Cancel out common terms ($m_e$, $n$, $\hbar$):

$ v_n = \frac{e^2}{4\pi\epsilon_0 \hbar n} $

This shows that the speed of the electron in the $n$-th Bohr orbit is proportional to $1/n$ ($v_n \propto 1/n$).

The speed of the electron in the first Bohr orbit ($n=1$) is $v_1$:

$ v_1 = \frac{e^2}{4\pi\epsilon_0 \hbar} $

Substitute the values of constants ($e = 1.602 \times 10^{-19} \, C$, $\epsilon_0 = 8.854 \times 10^{-12} \, C^2/(N \cdot m^2)$, $\hbar = 1.055 \times 10^{-34} \, J \cdot s$):

$ v_1 \approx 2.18 \times 10^6 \, m/s $

The speed of the electron in the first Bohr orbit is approximately $2.18 \times 10^6 \, m/s$, which is about 1/137 times the speed of light ($c \approx 3 \times 10^8 \, m/s$). This ratio $\frac{e^2}{4\pi\epsilon_0 \hbar c} = \frac{v_1}{c}$ is the fine-structure constant ($\alpha \approx 1/137$).

The speeds in the allowed orbits are $v_n = v_1 / n$. As $n$ increases, the electron's speed decreases.

For hydrogen-like atoms (ions with charge $+Ze$), the formula for velocity becomes:

$ v_n = \frac{Ze^2}{4\pi\epsilon_0 \hbar n} = \frac{Z v_1}{n} $

The speed is proportional to $Z/n$. For a given $n$, the electron moves faster in ions with higher nuclear charge.

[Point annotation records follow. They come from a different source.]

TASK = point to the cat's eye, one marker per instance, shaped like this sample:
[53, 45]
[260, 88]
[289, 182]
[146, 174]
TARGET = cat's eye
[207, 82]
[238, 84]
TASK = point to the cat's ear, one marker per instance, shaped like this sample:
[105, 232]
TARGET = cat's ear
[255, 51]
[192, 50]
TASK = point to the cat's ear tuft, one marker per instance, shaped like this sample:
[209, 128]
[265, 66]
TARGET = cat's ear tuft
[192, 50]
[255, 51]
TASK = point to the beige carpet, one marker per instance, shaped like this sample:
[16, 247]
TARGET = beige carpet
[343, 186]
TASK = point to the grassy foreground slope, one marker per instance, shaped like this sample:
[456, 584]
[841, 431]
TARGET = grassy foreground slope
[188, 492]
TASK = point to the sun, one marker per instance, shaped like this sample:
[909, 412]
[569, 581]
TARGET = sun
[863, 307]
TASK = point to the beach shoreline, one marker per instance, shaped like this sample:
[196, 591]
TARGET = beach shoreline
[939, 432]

Example 1. Calculate the speed of the electron in the second Bohr orbit of the hydrogen atom.

Answer:

Given:

Hydrogen atom ($Z=1$). We need the speed in the second Bohr orbit, so $n=2$.

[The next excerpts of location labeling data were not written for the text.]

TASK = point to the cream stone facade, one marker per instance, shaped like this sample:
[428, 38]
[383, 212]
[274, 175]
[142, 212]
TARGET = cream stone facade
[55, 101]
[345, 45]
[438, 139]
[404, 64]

The speed of the electron in the $n$-th Bohr orbit of hydrogen is given by $v_n = v_1 / n$, where $v_1 \approx 2.18 \times 10^6 \, m/s$ is the speed in the first Bohr orbit.

Substitute $n=2$ and $v_1$:

$ v_2 = \frac{v_1}{2} $

$ v_2 \approx \frac{2.18 \times 10^6 \, m/s}{2} = 1.09 \times 10^6 \, m/s $

The speed of the electron in the second Bohr orbit of the hydrogen atom is approximately $1.09 \times 10^6 \, m/s$. It is half the speed in the ground state.

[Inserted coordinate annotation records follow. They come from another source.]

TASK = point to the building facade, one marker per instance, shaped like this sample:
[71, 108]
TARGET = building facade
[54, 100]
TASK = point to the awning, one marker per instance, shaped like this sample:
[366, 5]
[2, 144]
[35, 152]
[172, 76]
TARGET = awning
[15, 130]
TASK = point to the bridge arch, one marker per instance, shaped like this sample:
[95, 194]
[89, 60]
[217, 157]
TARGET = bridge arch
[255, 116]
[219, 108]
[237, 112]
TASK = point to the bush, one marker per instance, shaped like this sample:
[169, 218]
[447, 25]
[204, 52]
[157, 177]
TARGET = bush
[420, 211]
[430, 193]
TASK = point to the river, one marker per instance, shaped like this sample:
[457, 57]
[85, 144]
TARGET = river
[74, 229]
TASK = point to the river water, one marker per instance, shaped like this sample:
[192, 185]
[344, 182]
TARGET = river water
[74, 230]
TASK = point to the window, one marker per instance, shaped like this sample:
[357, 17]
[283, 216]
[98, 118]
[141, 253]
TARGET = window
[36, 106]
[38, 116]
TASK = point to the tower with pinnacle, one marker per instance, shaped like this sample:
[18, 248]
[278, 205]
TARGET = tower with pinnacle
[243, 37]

Example 2. Find the speed of the electron in the first Bohr orbit of the Li$^{++}$ ion. ($Z=3$ for Lithium).

Answer:

Given:

Li$^{++}$ ion. This is a hydrogen-like ion with $Z=3$. We need the speed in the first orbit, so $n=1$.

The speed of the electron in the $n$-th Bohr orbit for a hydrogen-like ion is given by $v_n = \frac{Z v_1}{n}$, where $v_1 \approx 2.18 \times 10^6 \, m/s$ is the speed in the first Bohr orbit of hydrogen.

Substitute $n=1$, $Z=3$, and $v_1$:

$ v_1 = \frac{3 \times v_1}{1} = 3 v_1 $

$ v_1 \approx 3 \times (2.18 \times 10^6 \, m/s) = 6.54 \times 10^6 \, m/s $

The speed of the electron in the first Bohr orbit of the Li$^{++}$ ion is approximately $6.54 \times 10^6 \, m/s$. It is three times the speed in the first orbit of hydrogen due to the triple nuclear charge.